Better late than never - and even better when the puzzle isn't broken - here is a Sum Sandwich Sudoku.

Rules: Apply classic sudoku rules.  Additionally, the clues outside the grid indicate all numbers placed in the corresponding direction that are the sum of the numbers placed in the two neighbouring cells in that direction, e.g. 132.  If a number is not clued outside the grid, then it must not be the sum of its two neighbours in that direction.

Enjoy!
    #328 Sum Sandwich Sudoku – rated medium
All puzzles © Tom Collyer 2009-16.

Monday 4 January 2016

Everything In Its Right Place

So one particular reason I have for keeping this blog going, rather than packing up shop and jumping fully aboard the GM Puzzles train, is that it allows me to maintain an independent voice.  Also, I'm pretty sure I've used that particular Radiohead song title as a post before, but really it's too good not to use for a post about the classification of placement puzzles.

It's always a pleasure to look back through the year's "Best Of" puzzles, however I thought it rather odd that a Scrabble puzzle was classified as a "Number Placement" puzzle.  The justification given was:
Creating a complete puzzle taxonomy is challenging.

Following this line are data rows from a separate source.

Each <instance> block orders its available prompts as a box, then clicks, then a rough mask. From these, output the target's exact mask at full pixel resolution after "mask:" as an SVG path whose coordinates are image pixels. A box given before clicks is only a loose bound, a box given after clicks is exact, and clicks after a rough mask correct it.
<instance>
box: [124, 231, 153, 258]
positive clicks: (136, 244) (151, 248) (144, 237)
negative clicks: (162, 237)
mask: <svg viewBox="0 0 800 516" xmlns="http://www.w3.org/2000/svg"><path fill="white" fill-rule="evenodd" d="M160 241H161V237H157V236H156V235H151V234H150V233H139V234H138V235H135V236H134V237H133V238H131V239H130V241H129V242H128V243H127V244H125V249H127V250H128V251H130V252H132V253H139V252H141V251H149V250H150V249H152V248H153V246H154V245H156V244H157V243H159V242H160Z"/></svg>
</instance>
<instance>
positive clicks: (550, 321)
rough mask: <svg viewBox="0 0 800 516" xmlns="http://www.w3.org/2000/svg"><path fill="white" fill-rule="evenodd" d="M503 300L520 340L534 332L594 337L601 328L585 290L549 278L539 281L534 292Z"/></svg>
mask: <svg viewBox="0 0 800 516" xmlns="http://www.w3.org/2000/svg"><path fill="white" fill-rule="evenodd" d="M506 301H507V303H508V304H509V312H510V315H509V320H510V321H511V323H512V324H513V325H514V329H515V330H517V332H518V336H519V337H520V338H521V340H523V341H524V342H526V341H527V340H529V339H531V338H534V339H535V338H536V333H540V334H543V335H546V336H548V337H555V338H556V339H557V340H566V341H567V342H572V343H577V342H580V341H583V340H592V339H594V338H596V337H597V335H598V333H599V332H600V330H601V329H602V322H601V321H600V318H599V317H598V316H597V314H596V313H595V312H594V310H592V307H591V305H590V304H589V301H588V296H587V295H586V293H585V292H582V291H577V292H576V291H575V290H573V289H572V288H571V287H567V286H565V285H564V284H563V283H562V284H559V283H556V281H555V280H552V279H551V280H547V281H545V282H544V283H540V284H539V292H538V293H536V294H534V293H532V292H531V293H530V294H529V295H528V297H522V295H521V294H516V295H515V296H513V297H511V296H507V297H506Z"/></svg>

Here at GMPuzzles we limit ourselves to just five logic puzzle categories, but that means our “number” placement term may seem a misnomer when you see logic puzzles with letters or words like our first winner here. At GMPuzzles, whenever a transformation of letters into numbers or other symbols could leave a fundamentally identical puzzle, we consider “Number Placement” to be the proper categorization.
I think I'd like to challenge the thinking here.  Basically I think all scrabble puzzles are fundamentally object placing puzzles, where the objects being placed are words. Whilst the letters that make up the words are obviously important to placing the words, words have other properties, such as their length, which go beyond any property of their constituent letters which allow them to be placed.

Moreover, a number placement puzzle to me has its numbers constrained by the grid itself in some way - for example a latin square, or a marked inequality, or some outside clue.  I can't really see how the letters in a Scrabble puzzle are constrained by the grid. They are only constrained by the words that they are contained in. Of course some of the scrabble variants on GM puzzles do have additional grid decorations but I'd argue they are still primarily object placement in much the same way that I'd argue a Battleships Sudoku is still primarily number placement, even if a large part of the puzzle is indeed object placement.

I have a couple of corollaries to this line of thinking, which are hopefully food for thought:

1) A trivial spelling mistake in a Scrabble puzzle ought not to be judged incorrect where it is clear that the misspelled word uniquely represents the word which was to have been placed.

2) Once you have decrypted the clues, any crossword becomes an object placement puzzle.  Put this in contrast to Kakuro, which is alternatively known as "Cross Sums", which by virtue of its grid-inherent constraints on the numbers to be placed put it firmly in the category of number placement.